DJ Spinna

DJ Spinna

 

So far has his reputation preceded him in so many different areas of music, the name DJ Spinna will undoubtedly be a familiar one to most attendees of Southport Weekender whatever their preferred style of music. A DJ for over 25 years, Spinna was first enticed into the scene at an early age after becoming a fan of local block party and radio DJs in his native Brooklyn. Grandmaster Flash, Sugarhill and the World Famous Supreme Team were some of his earliest DJ influences and from then on in, hip hop has remained his first love.

 

Vincent ‘DJ Spinna’ Williams’ family are from Panama, and some of his earliest memories include playing his father’s Latin and soul records on a portable turntable when he was just three years old. He practised the art of turntablism in his teens and watched in awe as the neighbourhood jocks were throwing down in his local park. By the mid-eighties he was dropping classics at basement parties, and in his university years built a reputation for breaking new music on college radio.
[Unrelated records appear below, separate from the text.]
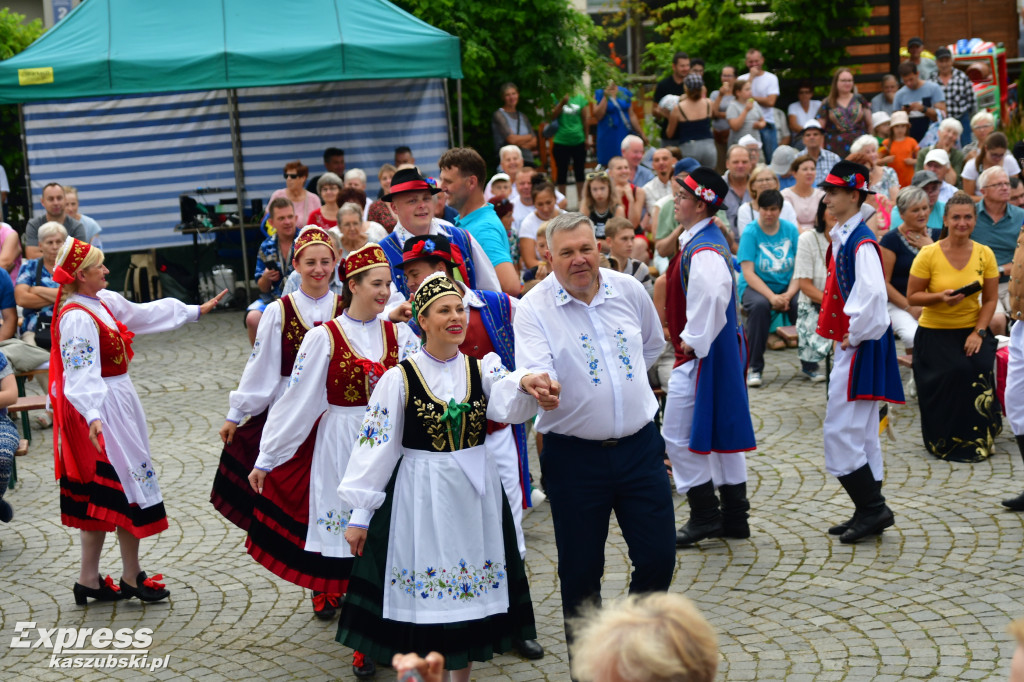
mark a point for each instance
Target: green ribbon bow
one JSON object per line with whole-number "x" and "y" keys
{"x": 453, "y": 415}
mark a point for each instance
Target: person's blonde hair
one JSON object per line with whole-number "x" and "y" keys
{"x": 659, "y": 637}
{"x": 92, "y": 258}
{"x": 760, "y": 169}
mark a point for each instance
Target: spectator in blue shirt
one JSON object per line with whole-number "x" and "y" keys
{"x": 463, "y": 177}
{"x": 998, "y": 227}
{"x": 273, "y": 261}
{"x": 767, "y": 255}
{"x": 920, "y": 98}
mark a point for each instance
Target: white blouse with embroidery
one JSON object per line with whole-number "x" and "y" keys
{"x": 261, "y": 383}
{"x": 379, "y": 446}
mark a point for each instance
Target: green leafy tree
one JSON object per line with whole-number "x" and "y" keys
{"x": 799, "y": 38}
{"x": 805, "y": 35}
{"x": 15, "y": 35}
{"x": 543, "y": 46}
{"x": 717, "y": 32}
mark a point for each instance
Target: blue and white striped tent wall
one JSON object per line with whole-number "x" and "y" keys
{"x": 131, "y": 157}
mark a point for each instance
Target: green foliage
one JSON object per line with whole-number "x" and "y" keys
{"x": 543, "y": 46}
{"x": 717, "y": 32}
{"x": 801, "y": 34}
{"x": 14, "y": 34}
{"x": 14, "y": 37}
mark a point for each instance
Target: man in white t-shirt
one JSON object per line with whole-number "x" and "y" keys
{"x": 764, "y": 89}
{"x": 662, "y": 184}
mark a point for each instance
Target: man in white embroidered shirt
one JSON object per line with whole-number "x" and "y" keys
{"x": 596, "y": 332}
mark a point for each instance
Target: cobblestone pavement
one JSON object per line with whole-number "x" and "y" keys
{"x": 930, "y": 600}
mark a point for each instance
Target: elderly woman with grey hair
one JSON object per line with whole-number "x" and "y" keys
{"x": 654, "y": 637}
{"x": 328, "y": 186}
{"x": 36, "y": 291}
{"x": 899, "y": 248}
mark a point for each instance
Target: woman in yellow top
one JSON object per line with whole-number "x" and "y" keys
{"x": 953, "y": 351}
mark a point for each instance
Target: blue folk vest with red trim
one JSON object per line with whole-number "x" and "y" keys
{"x": 873, "y": 371}
{"x": 721, "y": 410}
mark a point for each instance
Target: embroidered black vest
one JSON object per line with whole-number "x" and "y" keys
{"x": 424, "y": 427}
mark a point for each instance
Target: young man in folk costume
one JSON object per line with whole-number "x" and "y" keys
{"x": 411, "y": 199}
{"x": 854, "y": 316}
{"x": 488, "y": 330}
{"x": 298, "y": 527}
{"x": 282, "y": 329}
{"x": 707, "y": 425}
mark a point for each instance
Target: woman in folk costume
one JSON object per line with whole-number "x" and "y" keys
{"x": 437, "y": 566}
{"x": 298, "y": 527}
{"x": 279, "y": 336}
{"x": 100, "y": 445}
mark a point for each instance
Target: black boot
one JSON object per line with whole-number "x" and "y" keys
{"x": 706, "y": 519}
{"x": 1017, "y": 504}
{"x": 841, "y": 528}
{"x": 734, "y": 508}
{"x": 872, "y": 516}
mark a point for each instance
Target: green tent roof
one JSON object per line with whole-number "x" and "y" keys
{"x": 114, "y": 47}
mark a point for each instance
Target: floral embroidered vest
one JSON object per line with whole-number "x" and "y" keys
{"x": 350, "y": 378}
{"x": 115, "y": 351}
{"x": 293, "y": 330}
{"x": 424, "y": 427}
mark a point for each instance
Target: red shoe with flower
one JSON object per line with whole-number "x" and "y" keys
{"x": 326, "y": 604}
{"x": 146, "y": 589}
{"x": 363, "y": 667}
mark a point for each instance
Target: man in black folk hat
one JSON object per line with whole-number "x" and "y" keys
{"x": 412, "y": 199}
{"x": 707, "y": 425}
{"x": 854, "y": 315}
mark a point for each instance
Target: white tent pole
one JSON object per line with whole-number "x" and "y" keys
{"x": 240, "y": 185}
{"x": 458, "y": 93}
{"x": 25, "y": 162}
{"x": 448, "y": 114}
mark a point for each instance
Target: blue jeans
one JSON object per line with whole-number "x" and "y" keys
{"x": 769, "y": 137}
{"x": 585, "y": 482}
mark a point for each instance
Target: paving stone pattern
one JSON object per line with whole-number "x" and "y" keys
{"x": 930, "y": 600}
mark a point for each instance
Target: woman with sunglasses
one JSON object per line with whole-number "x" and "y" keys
{"x": 993, "y": 153}
{"x": 303, "y": 202}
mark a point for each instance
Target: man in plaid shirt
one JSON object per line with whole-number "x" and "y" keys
{"x": 960, "y": 93}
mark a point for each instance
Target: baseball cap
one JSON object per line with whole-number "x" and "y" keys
{"x": 938, "y": 156}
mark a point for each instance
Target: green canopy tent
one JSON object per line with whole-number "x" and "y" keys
{"x": 121, "y": 47}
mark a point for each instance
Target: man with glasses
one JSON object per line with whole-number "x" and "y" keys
{"x": 997, "y": 227}
{"x": 764, "y": 89}
{"x": 707, "y": 425}
{"x": 920, "y": 98}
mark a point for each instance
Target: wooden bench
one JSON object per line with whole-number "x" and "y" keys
{"x": 25, "y": 405}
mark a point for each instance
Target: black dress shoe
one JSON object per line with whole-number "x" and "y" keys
{"x": 528, "y": 648}
{"x": 840, "y": 528}
{"x": 146, "y": 589}
{"x": 363, "y": 667}
{"x": 107, "y": 591}
{"x": 325, "y": 605}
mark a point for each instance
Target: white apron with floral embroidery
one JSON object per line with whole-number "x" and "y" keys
{"x": 328, "y": 516}
{"x": 446, "y": 561}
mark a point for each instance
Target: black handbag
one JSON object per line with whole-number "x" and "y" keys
{"x": 44, "y": 322}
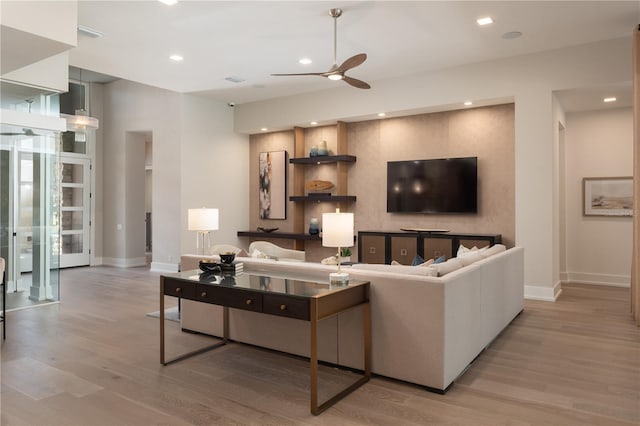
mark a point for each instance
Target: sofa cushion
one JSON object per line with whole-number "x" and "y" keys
{"x": 426, "y": 271}
{"x": 470, "y": 258}
{"x": 448, "y": 266}
{"x": 441, "y": 259}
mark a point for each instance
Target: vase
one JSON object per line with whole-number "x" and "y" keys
{"x": 322, "y": 148}
{"x": 314, "y": 229}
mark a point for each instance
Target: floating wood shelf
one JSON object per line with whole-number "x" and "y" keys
{"x": 282, "y": 235}
{"x": 323, "y": 198}
{"x": 324, "y": 159}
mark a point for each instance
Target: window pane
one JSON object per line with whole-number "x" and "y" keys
{"x": 72, "y": 244}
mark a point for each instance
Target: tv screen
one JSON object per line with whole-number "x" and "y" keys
{"x": 446, "y": 185}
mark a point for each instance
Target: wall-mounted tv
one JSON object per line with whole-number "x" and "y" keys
{"x": 444, "y": 185}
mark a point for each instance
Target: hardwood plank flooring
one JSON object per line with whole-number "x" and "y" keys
{"x": 93, "y": 360}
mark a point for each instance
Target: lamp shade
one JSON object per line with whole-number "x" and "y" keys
{"x": 203, "y": 219}
{"x": 80, "y": 122}
{"x": 337, "y": 229}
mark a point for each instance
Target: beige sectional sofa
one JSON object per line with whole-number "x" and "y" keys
{"x": 425, "y": 329}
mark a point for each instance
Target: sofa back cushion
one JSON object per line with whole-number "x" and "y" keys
{"x": 450, "y": 265}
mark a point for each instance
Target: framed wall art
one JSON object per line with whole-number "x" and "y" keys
{"x": 273, "y": 184}
{"x": 604, "y": 196}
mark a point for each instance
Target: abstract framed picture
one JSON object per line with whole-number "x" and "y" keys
{"x": 611, "y": 196}
{"x": 273, "y": 184}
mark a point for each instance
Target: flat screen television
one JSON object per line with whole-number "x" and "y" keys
{"x": 445, "y": 185}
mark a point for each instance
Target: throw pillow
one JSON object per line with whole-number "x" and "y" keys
{"x": 494, "y": 249}
{"x": 427, "y": 263}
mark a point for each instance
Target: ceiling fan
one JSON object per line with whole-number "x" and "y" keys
{"x": 25, "y": 132}
{"x": 337, "y": 72}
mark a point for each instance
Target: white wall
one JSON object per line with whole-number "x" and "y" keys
{"x": 132, "y": 107}
{"x": 598, "y": 144}
{"x": 529, "y": 80}
{"x": 559, "y": 224}
{"x": 215, "y": 170}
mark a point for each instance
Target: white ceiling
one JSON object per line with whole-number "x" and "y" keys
{"x": 252, "y": 39}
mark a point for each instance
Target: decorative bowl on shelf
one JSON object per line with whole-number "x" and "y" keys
{"x": 260, "y": 228}
{"x": 208, "y": 266}
{"x": 227, "y": 258}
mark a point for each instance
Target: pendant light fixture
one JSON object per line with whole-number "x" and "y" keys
{"x": 81, "y": 121}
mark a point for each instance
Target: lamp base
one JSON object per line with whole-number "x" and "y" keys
{"x": 339, "y": 278}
In 1994, he came back home to Brooklyn and released his first record, the club classic ‘Everybody Bounce.’

 

With almost a decade’s worth of experience tinkering in studios, Spinna’s first productions started to surface proper in 1995/1996. Alongside original productions and remixes for the likes of J Live and Das EFX, amongst Spinna’s earliest releases was his landmark remix of De La Soul’s “Stakes Is High”. The track’s criticism of the commercialisation of hip hop was a sentiment shared by DJ Spinna, and, disillusioned by the direction mainstream hip hop was taking, he began taking more of an interest in house music. ‘I enjoy everything but I have a special affinity for house and dance music. I love to see people move and express themselves and unfortunately hip hop nowadays doesn’t evoke those emotions out of the people like it used to.’

 

“Visualize” by Mr Complex was another early hip hop classic that remains a firm favourite with real hip hop heads worldwide. He has gone on since then to produce other classic hip hop moments such as Basement Khemist “Vibrate”, Big Kwam “Verbalise” and with his own projects The Jigmasters feat. Kriminul (Beyond Real) and Polyrhythmaddicts. His production skills have been utilised by some of the finest names in underground hip hop such as Sadat X, 7L and Esoteric, Pharoahe Monch, Shabaam Sadeeq (even some bloke called Eminem) and he has recorded extensively for revered label Rawkus.

 

Though hip hop may be Spinna’s first love he has gone on (almost uniquely) to carve as much of a name for himself as a producer outside of that genre. His breakthrough came in 1998 when he scored a hit with remixes for Cooly’s Hot Box on the Angela Johnson sung “Make Me Happy”, following closely with remixes for the U.K.s Nightmares On Wax, Rae and Christian and 4 Hero. Whilst still reasonably breaks orientated these mixes undoubtedly began to show another side to Spinna, but since then he has gone on to produce sublime mid tempo house (Mark De Clive Lowe “Day By Day”), great pop (Shirley Bassey “Spinning Wheel”, The Jacksons “We’re Almost There”, George Michael “As”) and worked with jazz artists Al Jarreau and Ronny Jordan. The early part of this decade has seen Spinna venture into the production of soulful, deep house and garage on labels such as Papa, Nitegrooves, Central Park and Om not to mention Shaun Escoffery’s “Days Like This” which become a huge soulful dance anthem, not least at Southport Weekender, since DJ Spinna reworked the track.

 

Enamoured with the West London ‘broken beats’ scene, Spinna ventured into the music, guest DJing at clubs like Co Op and collaborating with Bugz In The Attic affiliated keys man Mark De Clive Lowe on releases “Make A Move” (Rednose Distrikt feat. Alma Horton), “Dawn” (Jon Cutler) and on Spinna’s longplayer, the wonderfully varied “Here To There”.

 

Part of BBE’s Beat Generation series, Spinna has joined the ranks of Marley Marl, Jay Dee, King Britt and Pete Rock in being given free reign to explore a diverse spectrum of producer-led musics on the LP. The result is a great collection that spans jazz, soul, house, funk and hip hop, much like one of Spinna’s DJ sets.

 

This guy REALLY knows how to DJ. Combining the dexterity and skills of a true hip hop DJ, Spinna covers the full spectrum of black based dance music, having the same effect wherever or whatever he plays: the dancefloor quakes!